Dr. Mark Kern, is a seasoned business administration professional with extensive experience bridging the worlds of federal revenue management and academia.

With a Doctorate of Business Administration from Liberty University, an MBA with a Marketing Concentration, and a BS in Business Administration with an Economics Concentration—both from the University of Kansas—Mark has built a distinguished career that combines practical leadership in large organizations with a passion for teaching and mentoring.

Currently serving in senior roles at the Internal Revenue Service, Mark leads teams dedicated to securing delinquent returns and implementing vital tax enforcement strategies. His expertise spans managing complex projects, mentoring emerging leaders through specialized programs, and driving strategic initiatives that enhance operational efficiency. His leadership experience is further bolstered by previous roles in revenue assurance and security, underscoring a career-long commitment to excellence in public service.

Mark’s multifaceted expertise, rigorous academic background, and real-world leadership make him a unique asset in both industry and higher education. He is continually pursuing innovative research, most recently exploring the dynamics of community engagement and financial stewardship within church organizations.

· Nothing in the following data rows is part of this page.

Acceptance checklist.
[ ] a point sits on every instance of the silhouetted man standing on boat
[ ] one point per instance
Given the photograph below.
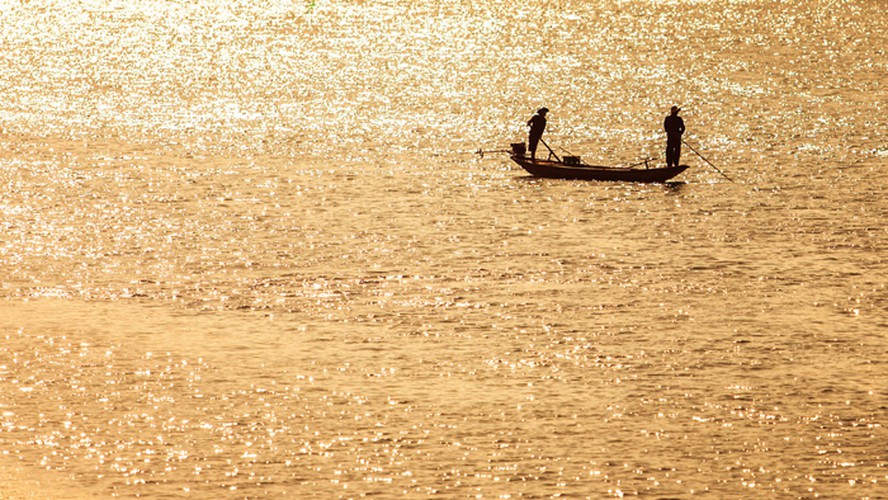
(537, 125)
(674, 126)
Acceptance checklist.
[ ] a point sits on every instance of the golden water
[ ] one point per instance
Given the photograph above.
(246, 249)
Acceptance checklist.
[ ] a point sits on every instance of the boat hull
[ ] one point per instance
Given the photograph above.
(557, 170)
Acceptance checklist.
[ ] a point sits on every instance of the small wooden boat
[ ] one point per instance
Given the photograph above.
(572, 168)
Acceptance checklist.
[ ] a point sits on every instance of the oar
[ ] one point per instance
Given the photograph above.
(550, 150)
(707, 161)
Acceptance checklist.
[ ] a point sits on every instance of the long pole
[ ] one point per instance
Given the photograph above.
(550, 149)
(707, 161)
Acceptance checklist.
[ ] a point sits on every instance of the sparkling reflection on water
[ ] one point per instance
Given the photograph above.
(246, 250)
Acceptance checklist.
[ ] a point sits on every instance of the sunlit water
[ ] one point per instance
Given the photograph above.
(247, 250)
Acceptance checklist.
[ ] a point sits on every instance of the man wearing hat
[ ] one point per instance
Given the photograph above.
(537, 124)
(674, 126)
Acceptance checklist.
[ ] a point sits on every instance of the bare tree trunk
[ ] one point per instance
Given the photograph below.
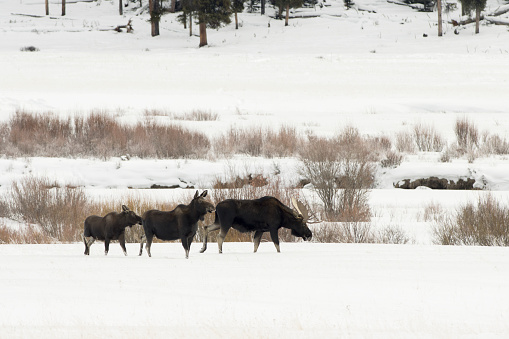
(439, 10)
(477, 19)
(287, 14)
(203, 34)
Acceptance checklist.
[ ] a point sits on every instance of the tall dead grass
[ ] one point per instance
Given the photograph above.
(97, 135)
(257, 141)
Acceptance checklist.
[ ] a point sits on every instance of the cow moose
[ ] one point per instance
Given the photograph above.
(266, 214)
(110, 227)
(181, 223)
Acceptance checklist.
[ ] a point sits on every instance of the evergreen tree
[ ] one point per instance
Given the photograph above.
(188, 9)
(237, 7)
(287, 4)
(478, 6)
(212, 14)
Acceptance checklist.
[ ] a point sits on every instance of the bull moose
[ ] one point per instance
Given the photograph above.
(181, 223)
(266, 214)
(110, 227)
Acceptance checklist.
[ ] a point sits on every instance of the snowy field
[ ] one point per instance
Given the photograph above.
(306, 291)
(381, 71)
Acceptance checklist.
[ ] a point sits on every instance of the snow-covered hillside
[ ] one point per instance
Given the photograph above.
(382, 71)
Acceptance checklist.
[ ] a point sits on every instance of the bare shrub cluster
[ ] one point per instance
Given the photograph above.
(259, 141)
(342, 173)
(467, 134)
(494, 144)
(194, 115)
(358, 232)
(97, 135)
(405, 142)
(483, 224)
(58, 211)
(428, 139)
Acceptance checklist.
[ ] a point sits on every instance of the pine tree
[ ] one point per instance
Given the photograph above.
(212, 14)
(188, 9)
(237, 7)
(478, 6)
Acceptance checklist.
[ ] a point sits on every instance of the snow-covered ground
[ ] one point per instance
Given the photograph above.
(306, 291)
(382, 72)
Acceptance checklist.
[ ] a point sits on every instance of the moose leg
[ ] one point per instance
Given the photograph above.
(208, 229)
(256, 239)
(88, 242)
(221, 236)
(106, 246)
(121, 240)
(275, 238)
(149, 243)
(142, 241)
(186, 244)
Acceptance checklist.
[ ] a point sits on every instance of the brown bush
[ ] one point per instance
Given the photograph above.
(59, 212)
(427, 139)
(98, 135)
(405, 142)
(483, 224)
(27, 234)
(467, 134)
(256, 141)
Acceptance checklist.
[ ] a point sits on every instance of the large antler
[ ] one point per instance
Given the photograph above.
(302, 210)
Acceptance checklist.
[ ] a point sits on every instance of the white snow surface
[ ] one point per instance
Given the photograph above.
(382, 72)
(306, 291)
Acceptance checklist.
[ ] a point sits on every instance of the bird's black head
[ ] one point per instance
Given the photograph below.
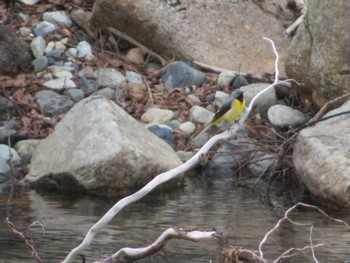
(239, 95)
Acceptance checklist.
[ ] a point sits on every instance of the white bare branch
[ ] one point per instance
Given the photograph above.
(167, 176)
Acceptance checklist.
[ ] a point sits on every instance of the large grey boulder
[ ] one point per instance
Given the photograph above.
(99, 148)
(227, 34)
(322, 158)
(319, 54)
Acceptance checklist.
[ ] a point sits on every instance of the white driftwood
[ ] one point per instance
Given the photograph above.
(167, 176)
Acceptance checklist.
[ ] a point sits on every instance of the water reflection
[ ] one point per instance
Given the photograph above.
(229, 209)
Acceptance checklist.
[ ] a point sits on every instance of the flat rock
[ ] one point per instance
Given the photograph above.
(99, 148)
(322, 158)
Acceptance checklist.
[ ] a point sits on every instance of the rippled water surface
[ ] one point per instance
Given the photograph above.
(235, 211)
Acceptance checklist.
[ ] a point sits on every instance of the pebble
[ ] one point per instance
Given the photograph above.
(282, 116)
(199, 114)
(155, 115)
(7, 109)
(188, 128)
(220, 98)
(60, 83)
(83, 49)
(194, 99)
(75, 94)
(38, 46)
(5, 154)
(109, 77)
(180, 74)
(239, 82)
(135, 56)
(58, 17)
(225, 78)
(43, 29)
(164, 132)
(52, 103)
(63, 74)
(109, 93)
(40, 63)
(26, 148)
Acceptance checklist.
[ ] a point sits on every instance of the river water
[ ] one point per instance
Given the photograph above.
(236, 211)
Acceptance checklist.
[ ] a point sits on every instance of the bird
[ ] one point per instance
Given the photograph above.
(230, 110)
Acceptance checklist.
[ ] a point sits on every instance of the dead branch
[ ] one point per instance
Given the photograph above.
(286, 218)
(302, 8)
(126, 255)
(136, 43)
(13, 228)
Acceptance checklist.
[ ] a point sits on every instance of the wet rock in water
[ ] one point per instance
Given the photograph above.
(264, 102)
(26, 148)
(7, 109)
(282, 116)
(164, 132)
(225, 78)
(43, 29)
(180, 74)
(5, 154)
(321, 158)
(239, 81)
(58, 17)
(109, 77)
(60, 83)
(201, 115)
(52, 103)
(101, 149)
(13, 58)
(155, 115)
(38, 46)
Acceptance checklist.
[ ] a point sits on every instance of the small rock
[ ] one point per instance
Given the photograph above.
(156, 115)
(283, 116)
(259, 163)
(220, 98)
(58, 17)
(188, 128)
(194, 99)
(225, 78)
(179, 74)
(239, 81)
(135, 56)
(264, 102)
(199, 114)
(88, 85)
(7, 109)
(26, 148)
(83, 49)
(63, 74)
(109, 77)
(43, 29)
(24, 31)
(5, 154)
(54, 69)
(75, 94)
(61, 83)
(38, 46)
(164, 132)
(108, 93)
(71, 52)
(52, 103)
(40, 63)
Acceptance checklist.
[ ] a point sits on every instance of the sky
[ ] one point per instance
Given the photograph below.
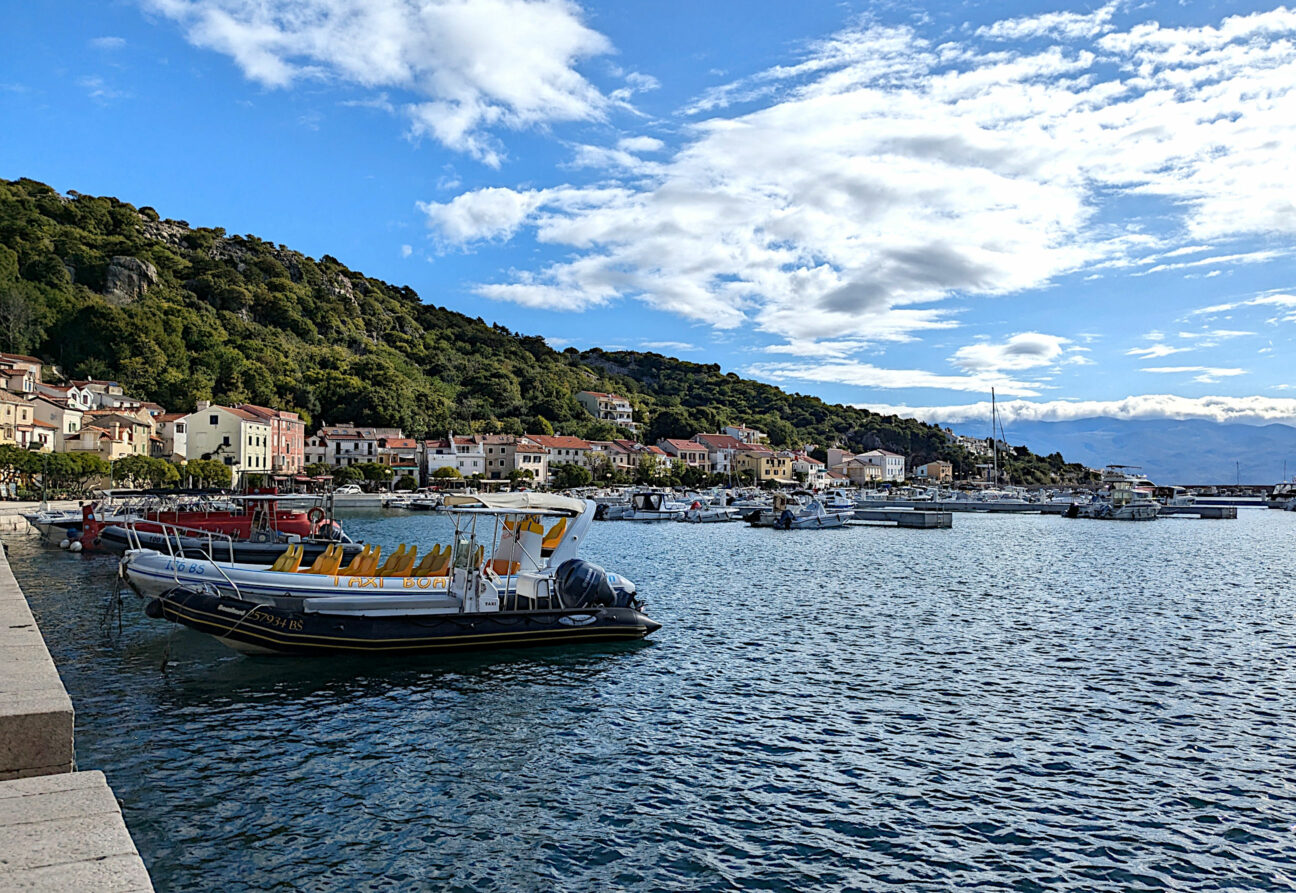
(1087, 208)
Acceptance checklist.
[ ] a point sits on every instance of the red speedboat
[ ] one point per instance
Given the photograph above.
(250, 519)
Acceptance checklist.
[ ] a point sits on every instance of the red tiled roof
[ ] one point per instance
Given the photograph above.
(560, 441)
(690, 446)
(718, 441)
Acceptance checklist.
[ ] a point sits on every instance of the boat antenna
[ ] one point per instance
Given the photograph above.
(994, 441)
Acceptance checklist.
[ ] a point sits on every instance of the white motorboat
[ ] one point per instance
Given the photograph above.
(710, 513)
(649, 506)
(450, 600)
(1126, 498)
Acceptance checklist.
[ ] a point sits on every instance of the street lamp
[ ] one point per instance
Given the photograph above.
(44, 472)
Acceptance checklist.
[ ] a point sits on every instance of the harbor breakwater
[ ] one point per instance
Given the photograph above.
(60, 828)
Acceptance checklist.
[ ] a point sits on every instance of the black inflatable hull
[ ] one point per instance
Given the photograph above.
(114, 539)
(250, 627)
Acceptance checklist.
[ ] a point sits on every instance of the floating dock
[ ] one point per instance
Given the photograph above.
(906, 517)
(1217, 512)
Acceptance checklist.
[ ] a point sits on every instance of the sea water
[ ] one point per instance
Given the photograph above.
(1019, 703)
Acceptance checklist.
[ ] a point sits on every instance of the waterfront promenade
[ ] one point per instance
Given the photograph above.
(60, 830)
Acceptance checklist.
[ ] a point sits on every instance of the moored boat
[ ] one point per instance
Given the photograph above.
(526, 589)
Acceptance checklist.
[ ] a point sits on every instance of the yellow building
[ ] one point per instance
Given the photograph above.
(765, 465)
(16, 417)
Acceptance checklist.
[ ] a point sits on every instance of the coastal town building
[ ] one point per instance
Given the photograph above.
(891, 463)
(809, 471)
(765, 464)
(69, 395)
(108, 443)
(345, 445)
(861, 472)
(16, 417)
(173, 429)
(401, 454)
(62, 419)
(608, 407)
(287, 438)
(564, 449)
(721, 450)
(938, 472)
(690, 452)
(745, 434)
(465, 454)
(231, 436)
(20, 373)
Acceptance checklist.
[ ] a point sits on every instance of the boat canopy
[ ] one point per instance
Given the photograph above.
(516, 502)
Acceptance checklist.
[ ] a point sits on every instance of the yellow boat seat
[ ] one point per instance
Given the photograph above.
(290, 560)
(555, 535)
(358, 561)
(392, 563)
(403, 564)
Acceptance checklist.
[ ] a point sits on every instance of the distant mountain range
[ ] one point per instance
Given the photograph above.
(1168, 450)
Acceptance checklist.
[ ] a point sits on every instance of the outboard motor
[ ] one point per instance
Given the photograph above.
(582, 583)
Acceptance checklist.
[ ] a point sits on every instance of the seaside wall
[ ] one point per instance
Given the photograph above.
(60, 830)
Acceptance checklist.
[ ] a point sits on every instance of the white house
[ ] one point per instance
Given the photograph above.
(608, 407)
(891, 463)
(721, 451)
(815, 472)
(744, 433)
(235, 437)
(464, 454)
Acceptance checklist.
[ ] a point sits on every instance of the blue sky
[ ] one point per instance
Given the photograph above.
(1087, 208)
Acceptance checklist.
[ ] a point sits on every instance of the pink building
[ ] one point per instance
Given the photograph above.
(287, 438)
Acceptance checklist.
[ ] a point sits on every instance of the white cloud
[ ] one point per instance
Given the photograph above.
(1243, 410)
(866, 375)
(1155, 351)
(668, 345)
(640, 144)
(1027, 350)
(463, 68)
(1051, 25)
(1207, 375)
(880, 182)
(1278, 300)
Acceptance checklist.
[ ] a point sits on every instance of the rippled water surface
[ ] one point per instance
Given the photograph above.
(1019, 703)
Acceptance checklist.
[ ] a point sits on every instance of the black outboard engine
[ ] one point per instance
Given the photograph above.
(583, 585)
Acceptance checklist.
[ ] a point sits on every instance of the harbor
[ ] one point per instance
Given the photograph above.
(646, 752)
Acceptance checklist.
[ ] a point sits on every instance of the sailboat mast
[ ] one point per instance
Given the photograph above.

Whether in the classroom or at the helm of critical projects at the IRS, Mark's career is marked by a commitment to excellence, mentorship, and a strategic vision for the future.

Academic Experience

In addition to his federal service, Mark is a dedicated educator. As an Adjunct Instructor at Highland Community College, he has been instrumental in shaping the next generation of business professionals by teaching courses in business fundamentals, accounting, human resources, and personal finance.

His hands-on approach to teaching—characterized by engaging curriculum design, interactive course materials, and individualized support—reflects his belief in empowering students through knowledge.